Non è il nostro un eterno precipitare? E all’indietro, di fianco, in avanti, da tutti i
lati? Esiste ancora un alto e un basso? Non stiamo forse vagando come
attraverso un infinito nulla? Non alita su di noi lo spazio vuoto? Non si è fatto piú
freddo? Non seguita a venire notte, sempre piú notte? Non dobbiamo accendere
lanterne la mattina? Dello strepito che fanno i becchini mentre seppelliscono Dio,
non udiamo dunque nulla? Non fiutiamo ancora il lezzo della divina putrefazione?

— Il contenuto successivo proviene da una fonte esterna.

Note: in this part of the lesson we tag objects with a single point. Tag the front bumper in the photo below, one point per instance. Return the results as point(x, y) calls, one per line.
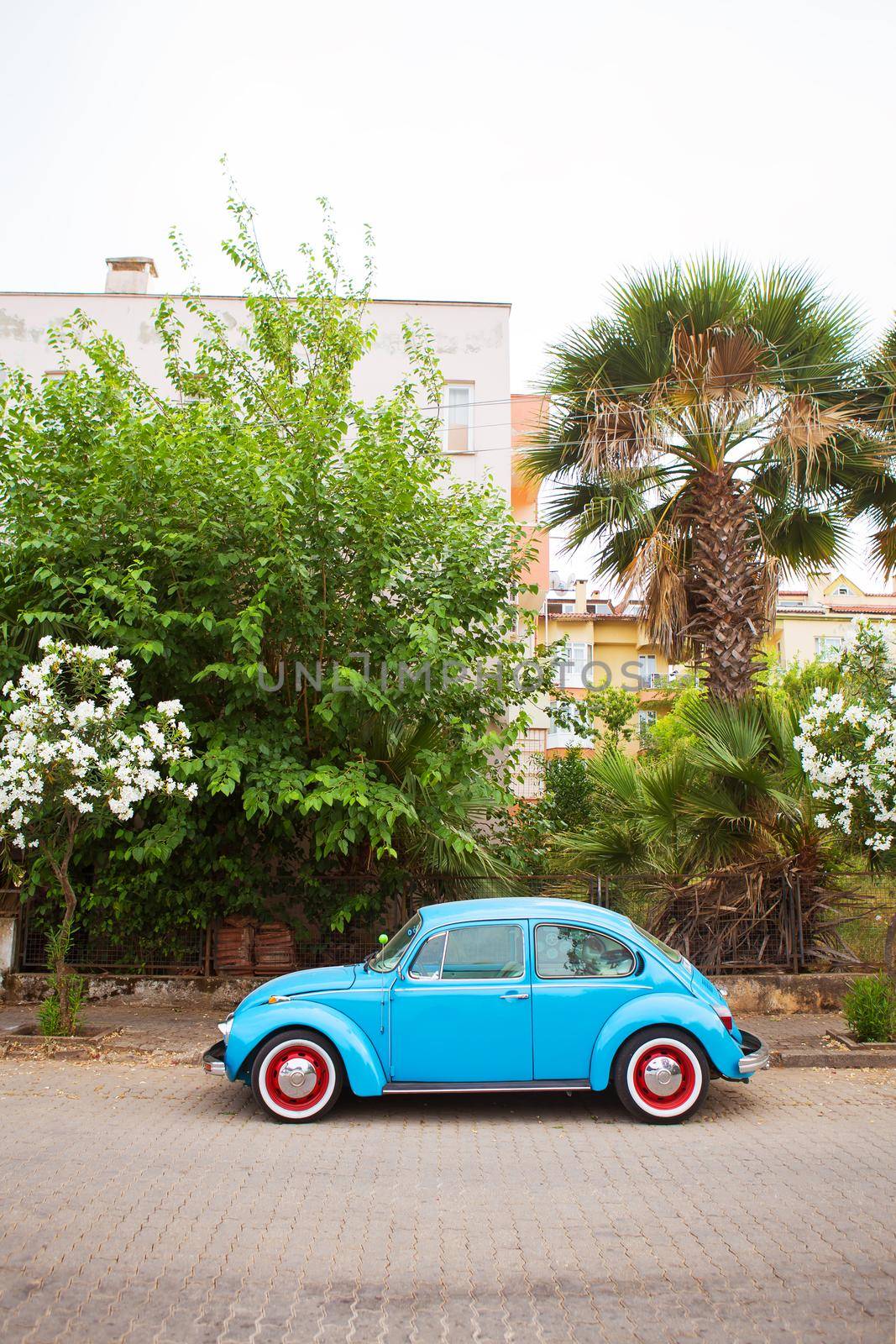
point(214, 1058)
point(758, 1055)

Anche gli dèi si decompongono! Dio è morto! Dio resta morto! E noi lo abbiamo
ucciso! %
Come ci consoleremo noi, gli assassini di tutti gli assassini? Quanto di piú sacro e di
piú possente il mondo possedeva fino ad oggi, si è dissanguato sotto i nostri
coltelli; chi detergerà da noi questo sangue? Con quale acqua potremmo noi
lavarci? Quali riti espiatòri, quali giochi sacri dovremo noi inventare? Non è troppo
grande, per noi, la grandezza di questa azione? Non dobbiamo noi stessi diventare
dèi, per apparire almeno degni di essa? Non ci fu mai un’azione piú grande: tutti
coloro che verranno dopo di noi apparterranno, in virtú di questa azione, ad una
storia piú alta di quanto mai siano state tutte le storie fino ad oggi!”. A questo punto
il folle uomo tacque, e rivolse di nuovo lo sguardo sui suoi ascoltatori: anch’essi
tacevano e lo guardavano stupiti. Finalmente gettò a terra la sua lanterna che andò
in frantumi e si spense. “Vengo troppo presto – proseguí – non è ancora il mio
tempo. Questo enorme avvenimento è ancora per strada e sta facendo il suo
cammino: non è ancora arrivato fino alle orecchie degli uomini. Fulmine e tuono
vogliono tempo, il lume delle costellazioni vuole tempo, le azioni vogliono tempo,
anche dopo essere state compiute, perché siano vedute e ascoltate. Quest’azione
è ancora sempre piú lontana da loro delle piú lontane costellazioni: eppure son loro
che l’hanno compiuta!”. Si racconta ancora che l’uomo folle abbia fatto irruzione,
quello stesso giorno, in diverse chiese e quivi abbia intonato il suo Requiem
aeternam Deo. Cacciatone fuori e interrogato, si dice che si fosse limitato a
rispondere invariabilmente in questo modo: “Che altro sono ancora queste chiese,
se non le fosse e i sepolcri di Dio?”.